Primary entities are the blocks that comprise each tetromino. Once a tetromino has 'fallen' its individual blocks might be removed independantly as we clear a line, so we may as well start with just the blocks and use marker components to identify those that are part of the current tetromino.
A fallen tetromino is part of the heap of blocks at the bottom of the playing field.
We also need entities for the playing field and text UI elements.
Various shallow and marker components (ie structs with no content) to identify blocks in different states and text UI elements that may need moving and/or updating (eg the score).
The 'soft drop' timer that moves the current tetromino down whether you like it or not. This interval reduces as you reach higher levels.
A larger structure holding the game configuration and current state (current level and score, is the game paused, is the current tetromino falling etc). For historical reasons, this is called matrix (and it does include a vector that represents the playing grid, which is sort of a matrix).
The function name is in parentheses.
Creates the matrix resource based on the configuration constants.
Creates the static sprites for the playing field. These graphical elements are positioned relative to the centre of the window and automatically move as the window is resized (automatically meaning Bevy does it for us).
Checks to see if any rows are full, in which case they are cleared and the heap blocks above moved down.
This also updates the score which may update the level and increase the speed at which tetrominoes drop.
This function includes a debugging block that confirms that the matrix representation of the playing field agrees with the block entities.
Randomly selects a new tetromino type and creates its blocks at the top of the playing field.
This system needs to be in a separate stage so that the block entity removal and creation does not interfere with the movement processes (the movement interferes with clearing rows but it is easier to move just one system to a seperate stage).
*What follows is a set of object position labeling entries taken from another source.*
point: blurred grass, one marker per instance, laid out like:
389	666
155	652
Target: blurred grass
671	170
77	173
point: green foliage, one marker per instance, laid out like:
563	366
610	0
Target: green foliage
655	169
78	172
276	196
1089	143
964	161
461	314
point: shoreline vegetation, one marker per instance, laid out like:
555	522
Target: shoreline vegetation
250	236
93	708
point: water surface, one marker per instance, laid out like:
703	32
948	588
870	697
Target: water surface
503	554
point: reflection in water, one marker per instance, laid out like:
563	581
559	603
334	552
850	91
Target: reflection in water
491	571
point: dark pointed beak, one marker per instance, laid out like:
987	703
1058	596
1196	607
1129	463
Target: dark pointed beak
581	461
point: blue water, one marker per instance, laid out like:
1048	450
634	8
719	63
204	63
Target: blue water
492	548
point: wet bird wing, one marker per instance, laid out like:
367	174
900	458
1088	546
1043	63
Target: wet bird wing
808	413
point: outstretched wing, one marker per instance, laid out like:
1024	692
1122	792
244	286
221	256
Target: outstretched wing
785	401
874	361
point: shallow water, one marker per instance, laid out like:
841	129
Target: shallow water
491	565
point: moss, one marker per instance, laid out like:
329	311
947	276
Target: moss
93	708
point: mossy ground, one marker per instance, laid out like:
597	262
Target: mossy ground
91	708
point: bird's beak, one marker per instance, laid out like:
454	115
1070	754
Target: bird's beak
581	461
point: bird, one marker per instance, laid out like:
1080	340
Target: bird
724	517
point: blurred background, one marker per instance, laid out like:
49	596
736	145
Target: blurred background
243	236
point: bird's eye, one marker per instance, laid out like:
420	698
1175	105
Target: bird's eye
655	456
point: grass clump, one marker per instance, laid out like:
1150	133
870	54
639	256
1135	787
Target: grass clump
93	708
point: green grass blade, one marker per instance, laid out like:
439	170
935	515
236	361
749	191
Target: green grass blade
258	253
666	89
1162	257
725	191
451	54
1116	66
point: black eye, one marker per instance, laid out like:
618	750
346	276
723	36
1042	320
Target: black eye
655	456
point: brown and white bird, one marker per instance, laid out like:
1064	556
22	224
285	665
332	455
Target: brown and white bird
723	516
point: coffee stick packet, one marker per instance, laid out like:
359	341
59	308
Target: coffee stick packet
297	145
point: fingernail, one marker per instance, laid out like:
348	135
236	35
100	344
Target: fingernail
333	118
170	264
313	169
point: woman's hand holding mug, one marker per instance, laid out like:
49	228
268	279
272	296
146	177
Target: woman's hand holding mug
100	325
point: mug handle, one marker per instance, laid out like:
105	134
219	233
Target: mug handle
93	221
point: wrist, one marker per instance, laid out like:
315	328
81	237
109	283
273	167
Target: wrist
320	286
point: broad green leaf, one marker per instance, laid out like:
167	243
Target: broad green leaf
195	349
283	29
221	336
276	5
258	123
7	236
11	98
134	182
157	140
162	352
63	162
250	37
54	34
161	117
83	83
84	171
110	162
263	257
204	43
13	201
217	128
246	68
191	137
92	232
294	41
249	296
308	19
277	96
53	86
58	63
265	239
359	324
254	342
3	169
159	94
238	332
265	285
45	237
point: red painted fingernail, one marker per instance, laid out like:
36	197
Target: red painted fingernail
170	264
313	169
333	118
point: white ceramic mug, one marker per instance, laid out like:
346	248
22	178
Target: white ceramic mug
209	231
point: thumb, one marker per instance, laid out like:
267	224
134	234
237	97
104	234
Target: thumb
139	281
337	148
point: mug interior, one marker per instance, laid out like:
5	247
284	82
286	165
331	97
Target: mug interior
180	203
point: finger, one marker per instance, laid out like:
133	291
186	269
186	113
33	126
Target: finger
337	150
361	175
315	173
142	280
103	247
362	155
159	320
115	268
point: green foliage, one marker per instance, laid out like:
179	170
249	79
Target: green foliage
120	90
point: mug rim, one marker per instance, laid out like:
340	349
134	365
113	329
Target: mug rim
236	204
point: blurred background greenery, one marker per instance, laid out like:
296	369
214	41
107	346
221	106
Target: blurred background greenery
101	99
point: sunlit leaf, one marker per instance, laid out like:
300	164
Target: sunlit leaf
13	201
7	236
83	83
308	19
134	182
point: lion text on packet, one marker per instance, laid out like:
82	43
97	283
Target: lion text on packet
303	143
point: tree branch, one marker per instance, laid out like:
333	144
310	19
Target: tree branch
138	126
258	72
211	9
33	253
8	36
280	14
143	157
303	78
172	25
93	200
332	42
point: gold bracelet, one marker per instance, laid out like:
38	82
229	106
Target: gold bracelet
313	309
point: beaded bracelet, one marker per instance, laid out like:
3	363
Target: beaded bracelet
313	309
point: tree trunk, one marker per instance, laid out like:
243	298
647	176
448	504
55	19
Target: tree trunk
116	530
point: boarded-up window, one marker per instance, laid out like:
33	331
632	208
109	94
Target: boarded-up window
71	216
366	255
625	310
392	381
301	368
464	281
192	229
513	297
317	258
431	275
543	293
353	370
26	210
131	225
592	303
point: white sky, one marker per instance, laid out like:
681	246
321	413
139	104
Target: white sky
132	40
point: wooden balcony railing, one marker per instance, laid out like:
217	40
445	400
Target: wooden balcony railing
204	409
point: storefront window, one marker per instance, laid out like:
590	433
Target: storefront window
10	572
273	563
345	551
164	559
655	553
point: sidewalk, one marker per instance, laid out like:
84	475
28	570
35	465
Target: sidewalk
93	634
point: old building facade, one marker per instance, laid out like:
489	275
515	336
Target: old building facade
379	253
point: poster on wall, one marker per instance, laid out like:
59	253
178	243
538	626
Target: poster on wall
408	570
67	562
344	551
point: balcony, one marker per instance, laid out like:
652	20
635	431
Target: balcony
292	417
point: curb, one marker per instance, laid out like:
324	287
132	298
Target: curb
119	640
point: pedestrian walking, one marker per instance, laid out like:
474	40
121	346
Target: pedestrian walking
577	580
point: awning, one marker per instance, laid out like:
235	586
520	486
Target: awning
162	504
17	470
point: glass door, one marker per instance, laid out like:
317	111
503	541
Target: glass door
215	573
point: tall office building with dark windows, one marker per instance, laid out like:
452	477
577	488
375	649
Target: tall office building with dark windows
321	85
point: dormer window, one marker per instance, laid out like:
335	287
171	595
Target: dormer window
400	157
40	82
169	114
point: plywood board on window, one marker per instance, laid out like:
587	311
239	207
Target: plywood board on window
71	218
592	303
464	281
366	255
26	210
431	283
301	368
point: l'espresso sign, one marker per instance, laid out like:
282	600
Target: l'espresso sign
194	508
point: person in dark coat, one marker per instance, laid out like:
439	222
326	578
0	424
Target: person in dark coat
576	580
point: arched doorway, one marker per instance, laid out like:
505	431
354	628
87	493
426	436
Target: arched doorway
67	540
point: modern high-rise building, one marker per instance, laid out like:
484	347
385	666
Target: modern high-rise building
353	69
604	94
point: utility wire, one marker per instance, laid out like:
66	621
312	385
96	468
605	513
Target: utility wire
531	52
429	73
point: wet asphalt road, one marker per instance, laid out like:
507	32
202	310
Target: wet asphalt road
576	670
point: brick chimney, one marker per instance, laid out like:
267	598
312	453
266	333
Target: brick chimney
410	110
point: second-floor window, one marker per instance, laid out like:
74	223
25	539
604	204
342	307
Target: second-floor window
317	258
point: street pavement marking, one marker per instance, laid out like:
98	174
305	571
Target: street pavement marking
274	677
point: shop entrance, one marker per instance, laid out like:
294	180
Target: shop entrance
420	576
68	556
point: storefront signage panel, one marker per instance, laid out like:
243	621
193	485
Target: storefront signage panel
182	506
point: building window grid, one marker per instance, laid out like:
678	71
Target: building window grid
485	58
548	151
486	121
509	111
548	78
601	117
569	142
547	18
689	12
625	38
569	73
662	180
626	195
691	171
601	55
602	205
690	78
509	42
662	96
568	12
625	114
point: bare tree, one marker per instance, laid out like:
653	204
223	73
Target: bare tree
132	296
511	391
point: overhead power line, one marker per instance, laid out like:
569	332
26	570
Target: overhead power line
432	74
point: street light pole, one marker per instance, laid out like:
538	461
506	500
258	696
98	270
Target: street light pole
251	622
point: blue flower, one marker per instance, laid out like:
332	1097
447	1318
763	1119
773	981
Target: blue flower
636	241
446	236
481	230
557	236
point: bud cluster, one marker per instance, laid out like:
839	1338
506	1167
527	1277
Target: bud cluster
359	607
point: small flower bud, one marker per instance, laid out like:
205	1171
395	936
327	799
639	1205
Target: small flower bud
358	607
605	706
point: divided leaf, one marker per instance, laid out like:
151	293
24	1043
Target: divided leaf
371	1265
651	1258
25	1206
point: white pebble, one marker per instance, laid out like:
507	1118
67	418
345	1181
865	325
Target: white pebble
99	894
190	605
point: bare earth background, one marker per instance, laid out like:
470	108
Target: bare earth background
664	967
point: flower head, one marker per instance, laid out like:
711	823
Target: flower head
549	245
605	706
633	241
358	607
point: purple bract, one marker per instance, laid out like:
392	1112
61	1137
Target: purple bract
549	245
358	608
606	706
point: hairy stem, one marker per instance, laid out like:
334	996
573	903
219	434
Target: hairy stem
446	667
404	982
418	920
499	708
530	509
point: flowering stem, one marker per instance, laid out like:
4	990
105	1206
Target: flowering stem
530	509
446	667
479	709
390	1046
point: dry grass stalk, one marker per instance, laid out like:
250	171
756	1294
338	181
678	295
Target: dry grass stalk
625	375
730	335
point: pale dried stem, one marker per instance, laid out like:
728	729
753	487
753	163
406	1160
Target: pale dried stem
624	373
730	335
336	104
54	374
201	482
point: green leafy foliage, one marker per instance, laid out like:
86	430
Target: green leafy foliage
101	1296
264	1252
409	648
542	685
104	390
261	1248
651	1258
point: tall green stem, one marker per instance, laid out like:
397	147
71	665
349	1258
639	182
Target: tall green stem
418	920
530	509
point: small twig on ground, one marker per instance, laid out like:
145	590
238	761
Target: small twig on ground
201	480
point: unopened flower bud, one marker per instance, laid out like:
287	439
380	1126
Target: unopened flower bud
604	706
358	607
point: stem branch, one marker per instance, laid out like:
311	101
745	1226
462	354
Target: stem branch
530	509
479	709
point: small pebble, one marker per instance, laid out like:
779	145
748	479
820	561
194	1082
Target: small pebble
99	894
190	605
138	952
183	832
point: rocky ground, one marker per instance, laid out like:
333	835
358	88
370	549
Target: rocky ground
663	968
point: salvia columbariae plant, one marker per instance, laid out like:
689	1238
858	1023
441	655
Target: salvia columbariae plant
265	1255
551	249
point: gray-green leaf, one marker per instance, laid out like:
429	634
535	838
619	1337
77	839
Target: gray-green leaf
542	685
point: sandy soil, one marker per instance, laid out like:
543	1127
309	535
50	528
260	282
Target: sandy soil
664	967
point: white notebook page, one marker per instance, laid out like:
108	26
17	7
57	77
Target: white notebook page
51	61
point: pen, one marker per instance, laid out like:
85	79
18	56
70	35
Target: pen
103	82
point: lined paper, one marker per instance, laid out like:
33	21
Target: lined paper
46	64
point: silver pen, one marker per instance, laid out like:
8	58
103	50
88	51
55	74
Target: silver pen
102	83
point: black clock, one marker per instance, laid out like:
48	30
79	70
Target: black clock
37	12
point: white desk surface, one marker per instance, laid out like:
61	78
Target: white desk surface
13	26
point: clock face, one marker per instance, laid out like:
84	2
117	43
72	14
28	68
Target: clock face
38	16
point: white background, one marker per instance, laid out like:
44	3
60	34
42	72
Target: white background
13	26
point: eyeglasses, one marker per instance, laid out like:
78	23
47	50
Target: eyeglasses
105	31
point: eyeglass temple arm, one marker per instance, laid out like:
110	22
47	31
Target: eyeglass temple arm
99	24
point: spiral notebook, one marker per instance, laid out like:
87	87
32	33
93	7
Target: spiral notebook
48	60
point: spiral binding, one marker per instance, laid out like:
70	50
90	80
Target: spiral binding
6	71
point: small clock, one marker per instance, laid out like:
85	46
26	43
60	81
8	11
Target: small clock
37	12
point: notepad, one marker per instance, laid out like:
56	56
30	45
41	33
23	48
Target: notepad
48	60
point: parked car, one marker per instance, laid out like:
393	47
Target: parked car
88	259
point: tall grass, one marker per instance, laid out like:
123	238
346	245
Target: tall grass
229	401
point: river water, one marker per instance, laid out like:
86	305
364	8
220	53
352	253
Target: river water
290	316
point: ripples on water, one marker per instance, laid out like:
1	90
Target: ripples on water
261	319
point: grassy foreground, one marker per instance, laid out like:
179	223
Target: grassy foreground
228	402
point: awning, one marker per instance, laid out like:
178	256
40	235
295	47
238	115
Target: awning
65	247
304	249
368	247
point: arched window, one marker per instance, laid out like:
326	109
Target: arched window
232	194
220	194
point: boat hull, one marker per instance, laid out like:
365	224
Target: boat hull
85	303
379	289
Responds to keyboard events to move the current tetromino around the playing field and various other operations.
Uses the soft drop timer to keep the current tetromino moving down.
Detects when the current tetromino has reached as low as it can, when it get moved to the heap. This triggers a new tetronimo creation or game over if everything has goner horribly wrong.
Any blocks that move within the playing field are marked with an UpdateBlock component. These can be either the current tetronimo which has been moved/rotated, or part of the heap that needs to move when a line is cleared.
The screen position of these sprites gets recalculated and the UpdateBlock component cleared.
These recalculations could happen in the systems that move the tetrominoes and rows, but Bevy favours more smaller systems over fewer larger ones - it means things can run in seperate threads, improving performance.
Resets the internal game state (matrix), removes any current block entities and triggers the game to start with a new tetromino.
Text UI elements are positioned relative to the top left and do not automatically move when the screen size changes. This means that if we want some text to retain it's position relative to the sprites of the playing field, we have to remove and recreate them each time the screen size changes.
Some text elements have multiple sections (level and score), some have only one (status), so there are two different methods of creating the entities.
I couldn't find a way to change the position of a text element (a TextBundle) after it had been created, so removing and recreating them was my only solution. This may change in future versions of Bevy.
There is a resze event when the application starts, so we don't need to create our text UI elements anywhere else.